プリンスの恩師による回想録:稀代の天才の素顔を語る

当時私は94イーストのファーストシングルのレコーディングに取り組んでいた。スティーヴィー・ワンダーと『マイ・シェリー・アモール』を共作したハンク・コスビーが書いた『フォーチュン・テラー』、そして私の自作曲『10:15』の2曲だ。スタジオでプリンスとはち合わせたことがあったんだが、その時彼は『レコーディング?俺に弾かせてよ』なんて言ってきてね(笑)私はこう答えたんだ。「もちろん、大歓迎さ」プリンスはその2曲でバックグラウンドギターを弾いているよ。

その約1年後、ハンクがポリドールをクビになったせいで、私のバンドはのレコード契約を失ってしまったんだ。そのことを彼とアンドレに伝えた時、プリンスはまるで自分のことのように腹を立てていた。そして彼は3人でスタジオに入ろうと提案し、私がプリンスと共作した『ジャスト・アナザー・サッカー』、『ダンス・トゥ・ザ・ミュージック・オブ・ザ・ワールド』、そして私とアイク・ペイジの共作曲『ラヴィング・カップ』の3曲をレコーディングしたんだ。

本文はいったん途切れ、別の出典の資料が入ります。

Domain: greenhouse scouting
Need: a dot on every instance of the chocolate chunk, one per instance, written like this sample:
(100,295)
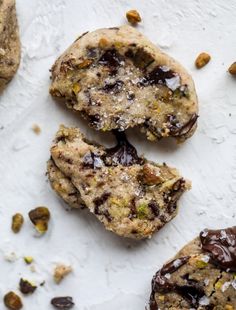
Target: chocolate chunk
(177,129)
(154,207)
(92,52)
(192,292)
(124,153)
(94,120)
(161,75)
(140,58)
(161,284)
(101,200)
(221,244)
(111,58)
(63,303)
(173,195)
(113,87)
(92,160)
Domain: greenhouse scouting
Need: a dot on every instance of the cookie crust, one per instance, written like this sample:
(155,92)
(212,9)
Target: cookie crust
(201,276)
(131,196)
(117,79)
(9,42)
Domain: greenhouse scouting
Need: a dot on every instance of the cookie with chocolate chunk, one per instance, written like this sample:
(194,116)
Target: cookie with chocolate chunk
(9,42)
(117,79)
(130,195)
(201,276)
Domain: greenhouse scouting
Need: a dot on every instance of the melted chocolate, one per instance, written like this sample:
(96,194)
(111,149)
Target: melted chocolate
(191,292)
(94,120)
(161,75)
(113,87)
(177,129)
(161,284)
(92,160)
(111,58)
(221,244)
(140,58)
(124,153)
(154,207)
(171,197)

彼と一緒に曲を作るのはすごく楽しかった。私が考えたアイディアを元に、プリンスは「こういうのはどう?」なんて言いながら、2人で曲を形にしていった。私たちの相性は抜群で、彼のアイディアに「今のはイマイチだ」なんて反論したことは一度もなかった。本当に底知れない才能の持ち主だったよ。私が作曲して彼が歌詞を書くというプロセスは、常にスムーズそのものだった。

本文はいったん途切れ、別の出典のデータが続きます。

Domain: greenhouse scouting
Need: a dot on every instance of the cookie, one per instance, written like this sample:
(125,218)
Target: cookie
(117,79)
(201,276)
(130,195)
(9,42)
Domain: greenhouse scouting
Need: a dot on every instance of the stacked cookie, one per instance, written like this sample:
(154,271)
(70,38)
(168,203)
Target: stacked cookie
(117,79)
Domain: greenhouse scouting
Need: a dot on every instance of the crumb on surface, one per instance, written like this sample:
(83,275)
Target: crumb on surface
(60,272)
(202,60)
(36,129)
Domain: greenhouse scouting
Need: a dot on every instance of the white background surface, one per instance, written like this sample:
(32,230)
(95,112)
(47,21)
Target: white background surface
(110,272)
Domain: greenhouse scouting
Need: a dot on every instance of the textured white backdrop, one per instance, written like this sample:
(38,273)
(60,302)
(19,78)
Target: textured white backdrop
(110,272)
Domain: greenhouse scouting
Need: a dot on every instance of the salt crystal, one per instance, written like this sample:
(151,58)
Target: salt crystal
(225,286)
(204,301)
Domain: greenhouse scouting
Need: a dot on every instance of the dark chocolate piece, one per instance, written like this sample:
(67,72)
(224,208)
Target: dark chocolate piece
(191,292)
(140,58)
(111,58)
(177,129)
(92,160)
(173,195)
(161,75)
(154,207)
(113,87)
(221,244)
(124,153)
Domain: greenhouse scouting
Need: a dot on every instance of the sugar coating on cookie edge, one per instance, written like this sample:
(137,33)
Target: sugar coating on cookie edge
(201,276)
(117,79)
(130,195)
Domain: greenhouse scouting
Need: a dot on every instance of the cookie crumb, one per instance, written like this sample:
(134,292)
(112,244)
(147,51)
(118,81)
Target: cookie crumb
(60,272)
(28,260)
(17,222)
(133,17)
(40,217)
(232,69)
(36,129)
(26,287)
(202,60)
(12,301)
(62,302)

ある日、メイン・イングリーディエントのトニー・シルヴェスターのレコーディングに2人を参加させようと、私はプリンスとアンドレをニューヨークに連れて行ったんだ。ヒルトンに泊まったんだが、まるで嵐が通り過ぎたかのように、彼らは部屋をメチャメチャにしてしまったんだ。2人ともまだ10代のキッズだったから仕方ないがね。その時に入ったスタジオで、私は『フィール・フォー・ユー』を初めて聴いたんだ。歌詞はまだできてなかったんだが、グランドピアノで曲を弾いてくれた。素晴らしかったよ。

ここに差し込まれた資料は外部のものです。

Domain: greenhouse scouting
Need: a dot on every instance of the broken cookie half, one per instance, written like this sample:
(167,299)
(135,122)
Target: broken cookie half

私は自身のバンドがレコード契約を失った時に、ちょうど本格的なキャリアをスタートさせたばかりだったプリンスのサポートに徹しようと決めたんだ。当時彼はミネアポリスにあったデルズ・タイヤマートで働いていたんだが、その少し前に彼の機材がすべて盗まれてしまってね。幸いにも私が貸した2台の巨大なスピーカーだけは残されていて、おかげでバックバンドのオーディションをすることができた。それ以降、彼は私の自宅でリハーサルをするようになったんだ。オーディションで選ばれたボビー・Z、アンドレ・シモン、デズ・ディッカーソン、ゲイル・チャップマン、マット・ミルクらと共に、毎日朝10時から夜10時までみっちり練習していたよ。

ある日の夜10時30分頃、プリンスに電話したんだが彼は出なかった。彼の家は近所にあったから様子を見に行ったところ、彼の車は家の前に駐車されたままだった。呼び鈴を鳴らしてもドアをノックしても返事はなかったが、何かを叩いているような音がうっすらと聞こえたんだ。私が家の脇に回って地下室の窓から中を覗いてみると、彼は鬼のような形相でドラムを叩いていた。12時間リハーサルした直後のことだよ、信じられるかい?窓を叩くと彼はやっと気づいて、私を中に入れてくれた。彼の実力は才能だけによるものでなく、ハードな練習に裏打ちされているということを、その時私は理解したんだ。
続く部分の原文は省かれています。